Thursday, April 21, 2016

Stossel Nails It

First, r'fua shleima to Mr Stossel:

"I write this from the hospital. Seems I have lung cancer."

The post highlights some of the more egregious examples of customer service faux pas, but I'd like to focus on one or two specific points he makes along the way.

For example:

"I get X-rays, EKG tests, echocardiograms, blood tests. Are all needed? ... [N]o one discusses that with me or mentions the cost. Why would they? The patient rarely pays directly. Government or insurance companies pay."

This is crucial: when a third party is footing the lion's share of the bill, we become less sensitive (or completely desensitized) as to what that bill actually is. Hence, the kinds of pricing distortion we read about in Kelley's (fantastic) post yesterday on how providers calculate what a given encounter will cost.

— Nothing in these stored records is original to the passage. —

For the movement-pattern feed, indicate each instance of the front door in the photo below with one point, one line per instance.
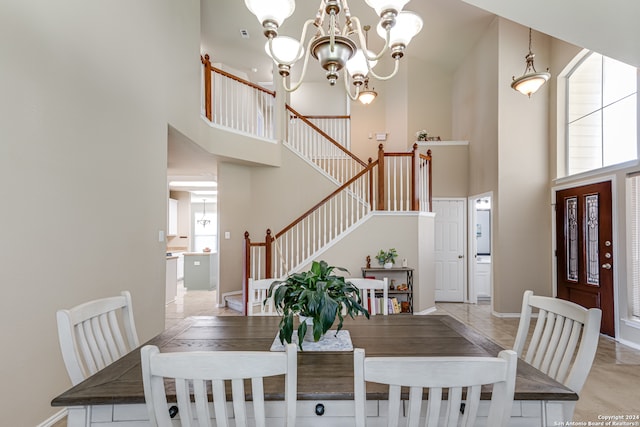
(449, 249)
(585, 249)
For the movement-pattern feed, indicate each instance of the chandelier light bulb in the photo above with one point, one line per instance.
(358, 64)
(287, 50)
(381, 6)
(408, 25)
(337, 42)
(271, 14)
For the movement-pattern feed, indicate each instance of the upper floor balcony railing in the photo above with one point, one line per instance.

Reinforcing this theme, he continues:

"Instead of answering to consumers, which forces businesses to be nimble, hospitals report to government, lawyers and insurance companies."

By implication, reporting to these outside agencies causes the business (hospital) to focus on the process, not the results. And since the provider's true "customer" is the government or insurer, why would it really care about the patient's convenience?

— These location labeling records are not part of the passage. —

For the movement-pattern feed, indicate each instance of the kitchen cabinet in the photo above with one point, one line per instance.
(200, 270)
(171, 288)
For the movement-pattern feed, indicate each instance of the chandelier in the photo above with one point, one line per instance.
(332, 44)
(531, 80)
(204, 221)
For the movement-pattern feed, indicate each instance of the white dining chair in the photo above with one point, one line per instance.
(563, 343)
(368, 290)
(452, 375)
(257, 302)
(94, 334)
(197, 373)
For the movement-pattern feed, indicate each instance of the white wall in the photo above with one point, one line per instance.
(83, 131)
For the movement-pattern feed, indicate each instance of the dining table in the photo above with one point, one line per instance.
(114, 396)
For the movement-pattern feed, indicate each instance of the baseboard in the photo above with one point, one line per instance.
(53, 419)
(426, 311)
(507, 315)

And then he gets to a very interesting point. He notes that we're told, over and over, that we can't legitimately second-guess these providers, because health care is " too complex for consumers to negotiate."

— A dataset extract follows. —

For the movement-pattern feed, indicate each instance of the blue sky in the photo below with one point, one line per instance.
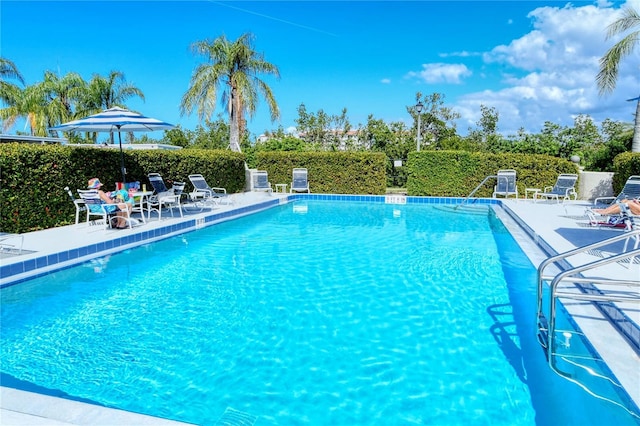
(533, 61)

That may nor may not be true (and I would argue that it's likely at least partially true in the case of brain surgery or cancer treatment, but perhaps less so when it comes to less serious ailments), but Mr S notes that:

"[C]ars, computers and airplane flights are complex, too, and the market still incentivizes sellers to discount and compete on service."

True, and he underscores that by pointing out that we generally buy these goods and services with our own money, not the government's or an insurance company (company cars and travel excepted, of course).

Regular IB readers know that I've long been a fan of consumer-driven healthcare; the challenge is that I fear that that ship has sailed.